“HEDEF AB’YE GİRMEK DEĞİL, KRİTERLERİ YAKALAMAK”
"Özgürlük ve demokrasi Alman için iyi de Türk halkı için çok mu?” diye soran Cumhurbaşkanı: “Şeffaflık, bütün devlet adamlarının hesap vermesi, böyle bir ülke bizim için gerekmez mi? Fasılların açılıp kapanması beş dakikalık seramoni. Türkiye fasılların gereğini yapınca zaten çehresi değişecek.”
Cumhurbaşkanı Gül, “Biz gerekeni yaptıkça Türkiye’nin cazibesi değişiyor.

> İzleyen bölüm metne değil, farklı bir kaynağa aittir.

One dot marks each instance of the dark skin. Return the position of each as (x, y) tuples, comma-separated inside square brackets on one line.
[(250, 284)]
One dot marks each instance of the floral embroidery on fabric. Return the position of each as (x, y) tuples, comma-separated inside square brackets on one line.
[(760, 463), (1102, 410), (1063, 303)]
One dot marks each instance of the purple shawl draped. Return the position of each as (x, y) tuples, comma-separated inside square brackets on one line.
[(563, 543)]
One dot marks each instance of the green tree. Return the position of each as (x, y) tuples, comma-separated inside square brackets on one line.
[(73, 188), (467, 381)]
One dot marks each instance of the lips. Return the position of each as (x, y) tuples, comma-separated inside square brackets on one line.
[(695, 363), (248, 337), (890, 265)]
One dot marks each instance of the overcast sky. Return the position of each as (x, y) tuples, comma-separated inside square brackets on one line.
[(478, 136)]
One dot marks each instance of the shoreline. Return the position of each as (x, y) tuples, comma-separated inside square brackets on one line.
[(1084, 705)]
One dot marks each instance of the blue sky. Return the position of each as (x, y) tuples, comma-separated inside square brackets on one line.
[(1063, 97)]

Bu durum, o zaman Almanya ve Fransa’yı da değiştirecek. Biz, Türkiye’nin cazibesini 10’a, 20’ye katladığımızda Almanya’daki seçimin sonucu ne olursa olsun, etkilemez. O zaman belki Norveç’in yaptığını da yapabiliriz” diye konuştu.

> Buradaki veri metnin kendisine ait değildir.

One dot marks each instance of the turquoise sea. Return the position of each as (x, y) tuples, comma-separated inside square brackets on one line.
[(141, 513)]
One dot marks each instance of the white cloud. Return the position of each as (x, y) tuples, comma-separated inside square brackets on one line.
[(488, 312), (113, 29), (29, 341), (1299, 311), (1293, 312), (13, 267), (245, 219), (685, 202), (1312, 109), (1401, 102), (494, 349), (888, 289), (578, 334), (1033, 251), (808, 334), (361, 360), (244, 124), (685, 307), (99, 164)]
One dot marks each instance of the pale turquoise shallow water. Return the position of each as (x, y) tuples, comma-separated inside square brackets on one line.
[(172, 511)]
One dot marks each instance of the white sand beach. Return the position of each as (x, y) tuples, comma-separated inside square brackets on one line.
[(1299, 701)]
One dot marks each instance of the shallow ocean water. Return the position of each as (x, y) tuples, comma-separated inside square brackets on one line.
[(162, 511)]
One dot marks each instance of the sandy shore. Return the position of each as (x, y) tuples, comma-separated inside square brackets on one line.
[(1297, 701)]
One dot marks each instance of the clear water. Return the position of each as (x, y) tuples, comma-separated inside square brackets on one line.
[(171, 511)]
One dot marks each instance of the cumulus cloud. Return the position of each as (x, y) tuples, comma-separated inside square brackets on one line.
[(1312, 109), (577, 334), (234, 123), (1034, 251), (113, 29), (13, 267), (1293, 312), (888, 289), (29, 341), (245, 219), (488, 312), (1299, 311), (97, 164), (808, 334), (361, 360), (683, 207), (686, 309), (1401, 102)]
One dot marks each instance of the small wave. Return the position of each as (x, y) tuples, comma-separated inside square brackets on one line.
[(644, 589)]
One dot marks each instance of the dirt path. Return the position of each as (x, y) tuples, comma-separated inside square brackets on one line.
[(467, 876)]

Cumhurbaşkanı Abdullah Gül, AB ile ilgili meselelerde dışarıya değil, içeriye bakmak gerektiğini söyledi. Asıl hedefin AB’ye girmekten çok kriterleri yakalamak olduğuna işaret eden Cumhurbaşkanı, “Kriterler belli olduğuna göre, biz bunları kendi kendimize yapabiliriz. Niye reformları kendimiz yapmayalım? Benim içimdeki en büyük hüzün, başkasının çapası ile kriterlere ulaşmaya çalışmamız” dedi.
Alman için gerekli olan özgürlük ve demokrasinin Türk halkı için çok görülmemesi gereğine işaret eden Gül, “Şeffaflık ve bütün devlet adamlarının hesap vermesi, böyle bir ülke bizim için gerekmez mi? Fasılların açılıp kapanması beş dakikalık seramoni. Fasılların gereği yapılınca Türkiye’nin çehresi değişecek. Biz gerekeni yaptıkça Türkiye’nin cazibesi değişiyor. Bu durum, Almanya ve Fransa’yı da değiştirecek. Biz, Türkiye’nin cazibesini 10’a, 20’ye katladığımızda, Almanya’daki seçimin sonucu ne olursa olsun etkilemez. O zaman belki Norveç’in yaptığını da yapabiliriz” diye konuştu.
Cumhurbaşkanı Abdullah Gül, sorularımıza şu cevabı verdi:
Soru: TBMM’de yaptığınız konuşma çok değişik yorumlara sebep oldu. Hatta siyasi parti liderlerinden sert eleştiriler geldi. Siz bunları nasıl değerlendiriyorsunuz?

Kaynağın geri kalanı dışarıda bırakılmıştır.